INEC revealed this in a statement issued on Saturday by its Chief Press Secretary and Media Adviser to the Chairman, Adedayo Oketola.
According to the commission, although it is aware of media reports on the judgment delivered by the Federal High Court sitting in Lokoja on June 26, it cannot comment on the ruling until it obtains and reviews the certified copy.
The Independent National Electoral Commission, INEC, is aware of reports circulating in the media regarding the judgment delivered on Friday, June 26, 2026, by the Federal High Court sitting in Lokoja, which set aside an earlier order concerning the registration of the Nigeria Democratic Congress.
“However, as of this moment, the Commission has not yet received the Certified True Copy, CTC, of the court’s order,” the statement said.
INEC stated that its legal department would study the judgment upon receipt of the CTC before advising the commission on the next course of action.
“Once the Commission’s legal department receives and thoroughly studies the CTC of the judgment, INEC will take an informed, lawful decision in line with the court’s directives.
“Until then, we cannot comment on the specifics of the ruling, and the public is urged to await the Commission’s formal position on the matter,” Oketola added.

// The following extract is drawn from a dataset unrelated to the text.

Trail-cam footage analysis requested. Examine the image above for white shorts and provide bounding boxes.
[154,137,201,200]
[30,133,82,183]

Justice Isah Dashen of the Federal High Court in Lokoja had on Friday set aside the court’s December 10, 2025, judgment directing INEC to register the NDC as a political party.
The court held that the rights of the Peace Movement Party were affected by the earlier judgment because it was not joined in the suit despite claiming ownership of the logo relied upon in securing the registration order.
Justice Dashen consequently ordered that all parties be restored to the positions they occupied before the December 2025 judgment and directed that the substantive suit be heard afresh with all necessary parties joined.
The NDC has rejected the ruling and announced plans to appeal the decision. Its National Chairman, Senator Moses Cleopas, maintained that the party had not been deregistered and argued that the trial court lacked jurisdiction to revisit a matter on which it had already delivered a final judgment.
The ruling has also attracted reactions from opposition figures, including the NDC’s presidential candidate, Peter Obi, the party’s National Leader, Senator Henry Dickson, and other stakeholders, who described the decision as a threat to Nigeria’s multiparty democracy and vowed to challenge it through all available legal channels.
INEC, however, maintained that it would reserve its position on the judgment until it receives and reviews the Certified True Copy.